# Mechanical Engineer find Mining job in perth.



## ken (Mar 24, 2010)

I just migrated to Perth with 175 visa and i have 7 year experience in mechanical design engineering in electronic industry. What should i do if i want to get a job in HVAC or Mining industry, Any advice please?


----------



## Wanderer (Jun 16, 2007)

ken said:


> I just migrated to Perth with 175 visa and i have 7 year experience in mechanical design engineering in electronic industry. What should i do if i want to get a job in HVAC or Mining industry, Any advice please?

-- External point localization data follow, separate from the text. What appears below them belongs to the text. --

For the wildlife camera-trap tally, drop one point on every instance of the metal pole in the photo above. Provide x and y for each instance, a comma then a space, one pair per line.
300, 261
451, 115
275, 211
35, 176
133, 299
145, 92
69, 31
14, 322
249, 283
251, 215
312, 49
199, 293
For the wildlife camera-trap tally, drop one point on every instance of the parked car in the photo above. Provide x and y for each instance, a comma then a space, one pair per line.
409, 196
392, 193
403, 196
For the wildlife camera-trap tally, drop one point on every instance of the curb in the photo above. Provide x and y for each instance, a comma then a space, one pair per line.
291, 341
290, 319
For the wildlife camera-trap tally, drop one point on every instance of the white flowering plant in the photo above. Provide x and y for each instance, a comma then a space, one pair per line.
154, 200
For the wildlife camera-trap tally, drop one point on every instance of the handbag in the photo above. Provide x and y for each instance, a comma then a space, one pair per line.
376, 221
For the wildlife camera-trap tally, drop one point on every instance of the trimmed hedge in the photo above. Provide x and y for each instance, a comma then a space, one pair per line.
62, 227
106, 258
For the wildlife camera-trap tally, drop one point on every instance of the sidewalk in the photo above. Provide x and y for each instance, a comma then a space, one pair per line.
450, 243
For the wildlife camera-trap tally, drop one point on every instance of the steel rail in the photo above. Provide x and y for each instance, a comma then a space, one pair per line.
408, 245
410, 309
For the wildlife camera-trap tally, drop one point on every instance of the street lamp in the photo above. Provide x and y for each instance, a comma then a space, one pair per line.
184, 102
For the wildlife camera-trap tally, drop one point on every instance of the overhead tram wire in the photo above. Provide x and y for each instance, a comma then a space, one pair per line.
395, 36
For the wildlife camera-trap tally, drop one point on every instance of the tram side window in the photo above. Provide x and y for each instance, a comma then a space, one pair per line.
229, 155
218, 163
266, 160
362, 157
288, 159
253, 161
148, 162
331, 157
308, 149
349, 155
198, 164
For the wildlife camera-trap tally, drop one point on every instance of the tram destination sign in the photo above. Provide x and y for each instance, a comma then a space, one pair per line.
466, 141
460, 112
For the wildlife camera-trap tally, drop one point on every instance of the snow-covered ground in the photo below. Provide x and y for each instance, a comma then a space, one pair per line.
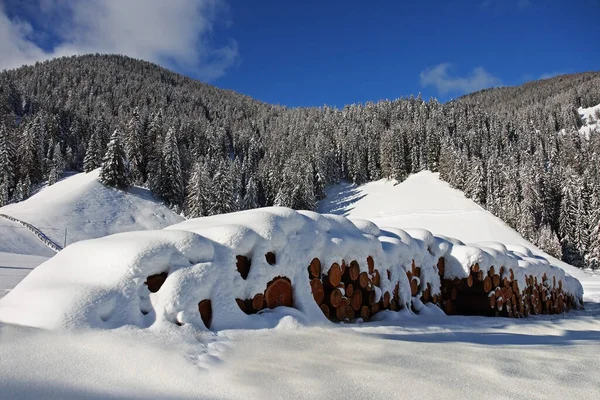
405, 355
423, 201
86, 209
591, 123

You can only have a look at what companies are involved in major resource projects Ken, either directly or through infrastructure contracts and see what positions they are looking to fill.
If your experience does not suit positions being advertised, you may have to consider less experienced positions needing to be filled and see if you can start getting some interviews.

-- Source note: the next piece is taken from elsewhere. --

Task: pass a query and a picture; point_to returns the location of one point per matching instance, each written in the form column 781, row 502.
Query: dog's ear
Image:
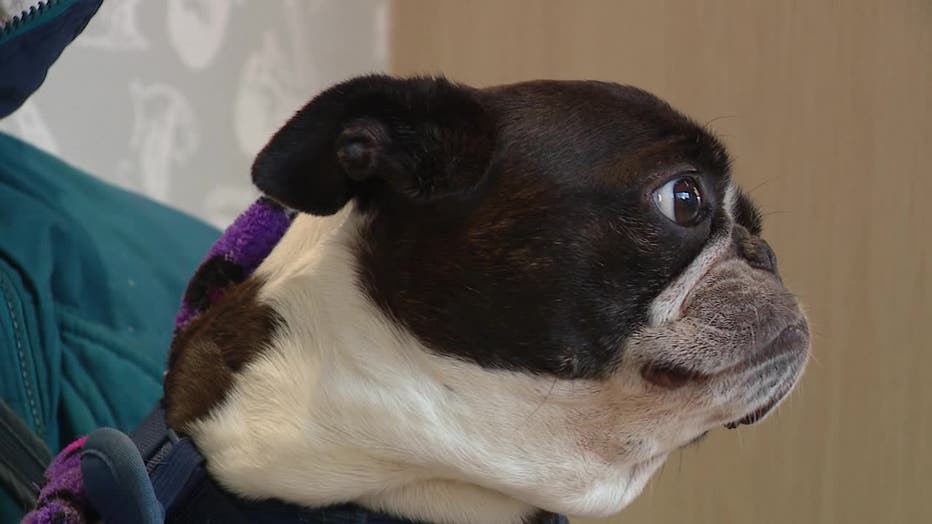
column 424, row 138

Get your CV brushed up, head along to some agencies as well, preferably those specifically involved with resources/mining industries and get yourself known to employers, being prepared to move to remote locations a possible advantage though there is a lot of Fly In / Fly Out work done.


----------



## ken (Mar 24, 2010)

Thanks for the advice!!!. Is it a must for me to register myself as a member for the Engineering Astralia?


----------



## Wanderer (Jun 16, 2007)

ken said:


> Thanks for the advice!!!. Is it a must for me to register myself as a member for the Engineering Astralia?


It's not a must Ken but may help with some companies.


----------